MANUEL DA SILVA RAMOS - MONSIEUR RAMOS DESPEDE-SE DO VERÃO
Monsieur Ramos despede-se do verão anunciando nas ruas que vai viver do
rendimento das suas recordações estivais até ao final da vida.
Mas ninguém acredita.
Voltou ao café que frequenta desde a morte da sua esposa – uma joaninha que
lhe tinha entrado pela janela numa madrugada de calor – mais desbronzeado e
a falar uma língua estranha que cheira a etar : o algarfez, que não tem vogais.

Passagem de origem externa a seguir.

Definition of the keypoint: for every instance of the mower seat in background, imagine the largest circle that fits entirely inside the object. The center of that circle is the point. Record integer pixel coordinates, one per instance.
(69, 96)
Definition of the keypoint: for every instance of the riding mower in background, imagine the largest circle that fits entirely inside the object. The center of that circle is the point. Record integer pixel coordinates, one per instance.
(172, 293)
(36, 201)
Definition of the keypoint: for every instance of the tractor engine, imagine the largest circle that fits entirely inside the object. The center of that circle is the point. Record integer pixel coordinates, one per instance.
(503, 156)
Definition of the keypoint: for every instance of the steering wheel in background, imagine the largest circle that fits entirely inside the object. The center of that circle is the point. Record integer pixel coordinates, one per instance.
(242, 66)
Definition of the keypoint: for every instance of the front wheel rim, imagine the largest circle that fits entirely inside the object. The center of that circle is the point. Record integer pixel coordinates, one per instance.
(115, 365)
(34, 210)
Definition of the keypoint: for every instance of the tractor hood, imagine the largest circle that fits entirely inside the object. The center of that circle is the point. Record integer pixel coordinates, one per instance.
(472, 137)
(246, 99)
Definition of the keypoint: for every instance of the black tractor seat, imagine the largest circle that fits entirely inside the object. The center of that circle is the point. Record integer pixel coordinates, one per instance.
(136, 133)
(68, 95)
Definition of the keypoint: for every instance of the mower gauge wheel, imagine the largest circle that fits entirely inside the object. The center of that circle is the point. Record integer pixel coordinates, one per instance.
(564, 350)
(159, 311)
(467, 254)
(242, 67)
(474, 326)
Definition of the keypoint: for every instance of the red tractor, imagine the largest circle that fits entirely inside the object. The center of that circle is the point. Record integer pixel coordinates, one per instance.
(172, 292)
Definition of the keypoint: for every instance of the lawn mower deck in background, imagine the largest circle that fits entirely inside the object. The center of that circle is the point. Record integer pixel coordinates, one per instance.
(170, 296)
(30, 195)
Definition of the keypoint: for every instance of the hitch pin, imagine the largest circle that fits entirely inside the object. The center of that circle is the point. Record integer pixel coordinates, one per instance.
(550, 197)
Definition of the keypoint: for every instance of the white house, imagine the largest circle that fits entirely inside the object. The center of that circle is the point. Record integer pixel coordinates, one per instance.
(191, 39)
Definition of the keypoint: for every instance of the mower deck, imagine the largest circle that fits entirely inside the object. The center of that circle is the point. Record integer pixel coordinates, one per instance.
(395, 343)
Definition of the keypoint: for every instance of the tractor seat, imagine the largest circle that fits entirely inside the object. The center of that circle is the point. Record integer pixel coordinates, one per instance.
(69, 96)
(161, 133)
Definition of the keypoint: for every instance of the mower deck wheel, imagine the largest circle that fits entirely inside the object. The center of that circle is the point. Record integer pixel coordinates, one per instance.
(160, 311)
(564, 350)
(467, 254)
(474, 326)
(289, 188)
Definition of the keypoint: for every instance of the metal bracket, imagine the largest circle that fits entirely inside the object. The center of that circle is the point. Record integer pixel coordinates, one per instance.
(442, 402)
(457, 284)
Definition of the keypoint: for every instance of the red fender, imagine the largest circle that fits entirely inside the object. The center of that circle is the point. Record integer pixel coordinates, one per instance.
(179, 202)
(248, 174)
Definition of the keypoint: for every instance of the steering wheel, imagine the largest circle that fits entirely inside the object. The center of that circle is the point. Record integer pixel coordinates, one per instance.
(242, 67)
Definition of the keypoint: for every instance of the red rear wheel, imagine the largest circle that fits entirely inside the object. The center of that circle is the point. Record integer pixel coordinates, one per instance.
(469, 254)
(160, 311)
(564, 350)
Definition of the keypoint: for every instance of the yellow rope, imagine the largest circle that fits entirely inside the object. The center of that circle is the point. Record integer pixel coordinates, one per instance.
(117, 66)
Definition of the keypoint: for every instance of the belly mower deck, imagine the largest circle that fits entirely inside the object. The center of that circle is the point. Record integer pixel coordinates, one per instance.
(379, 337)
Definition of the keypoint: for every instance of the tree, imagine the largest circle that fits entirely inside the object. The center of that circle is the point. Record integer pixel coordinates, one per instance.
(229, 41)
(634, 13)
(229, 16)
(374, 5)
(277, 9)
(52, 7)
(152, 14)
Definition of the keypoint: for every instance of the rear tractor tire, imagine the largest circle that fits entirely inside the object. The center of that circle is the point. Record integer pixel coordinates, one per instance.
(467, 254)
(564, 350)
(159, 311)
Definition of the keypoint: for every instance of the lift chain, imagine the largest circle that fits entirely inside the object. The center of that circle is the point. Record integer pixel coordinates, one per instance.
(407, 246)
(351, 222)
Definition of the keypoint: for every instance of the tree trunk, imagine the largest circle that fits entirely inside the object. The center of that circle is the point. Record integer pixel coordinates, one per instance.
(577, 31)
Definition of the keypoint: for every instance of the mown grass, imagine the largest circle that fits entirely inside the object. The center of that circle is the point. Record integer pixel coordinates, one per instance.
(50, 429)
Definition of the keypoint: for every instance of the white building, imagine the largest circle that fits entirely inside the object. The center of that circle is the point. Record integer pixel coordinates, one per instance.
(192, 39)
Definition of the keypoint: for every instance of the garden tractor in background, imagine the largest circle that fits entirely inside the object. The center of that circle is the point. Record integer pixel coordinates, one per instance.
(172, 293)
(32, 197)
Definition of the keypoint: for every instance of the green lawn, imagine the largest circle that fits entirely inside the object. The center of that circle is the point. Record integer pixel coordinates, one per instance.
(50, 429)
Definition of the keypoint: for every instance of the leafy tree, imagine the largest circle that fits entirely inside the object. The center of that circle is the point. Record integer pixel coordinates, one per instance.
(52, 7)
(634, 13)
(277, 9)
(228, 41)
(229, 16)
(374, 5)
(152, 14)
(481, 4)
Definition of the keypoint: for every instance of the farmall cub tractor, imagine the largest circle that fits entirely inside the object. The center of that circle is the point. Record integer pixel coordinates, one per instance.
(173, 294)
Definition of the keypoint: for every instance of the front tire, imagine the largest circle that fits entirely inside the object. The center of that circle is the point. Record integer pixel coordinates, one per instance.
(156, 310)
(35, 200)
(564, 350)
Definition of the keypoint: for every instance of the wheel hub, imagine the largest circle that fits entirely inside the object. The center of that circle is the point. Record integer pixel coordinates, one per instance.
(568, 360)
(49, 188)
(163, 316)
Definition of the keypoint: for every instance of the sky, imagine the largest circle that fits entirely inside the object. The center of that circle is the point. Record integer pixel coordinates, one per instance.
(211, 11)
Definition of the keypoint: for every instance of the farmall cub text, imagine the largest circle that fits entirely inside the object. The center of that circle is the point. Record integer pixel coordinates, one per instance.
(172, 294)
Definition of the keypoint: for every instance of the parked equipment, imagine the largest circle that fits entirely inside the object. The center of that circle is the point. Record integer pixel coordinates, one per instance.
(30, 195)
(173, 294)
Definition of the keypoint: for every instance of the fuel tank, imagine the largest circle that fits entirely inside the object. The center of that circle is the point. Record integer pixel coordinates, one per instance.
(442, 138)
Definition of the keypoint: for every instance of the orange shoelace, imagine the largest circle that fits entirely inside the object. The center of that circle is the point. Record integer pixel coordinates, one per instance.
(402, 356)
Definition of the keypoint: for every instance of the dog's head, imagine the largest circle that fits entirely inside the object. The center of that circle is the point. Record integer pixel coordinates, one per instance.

O dono do café questionou-o:
- Então como passou as férias, Monsieur Ramos?
- Bem. Limitei-me a olhar…Às vezes também a molhar o olhar.
- E o resto?
-É tudo treta. E contra- treta sem orgasmo. Se não fosse a água gelada vinha
pobre como Job…
Monsieur Ramos conta depois a primeira recordação: -
- Imagine, mon cher ami, que um dia, distraído como sou, fui para a praia nu e
de calção na mão. Levantou-se logo um burburinho dos demónios contra mim.
Chamaram o nadador-salvador, a polícia marítima, e todo um bordel de gente.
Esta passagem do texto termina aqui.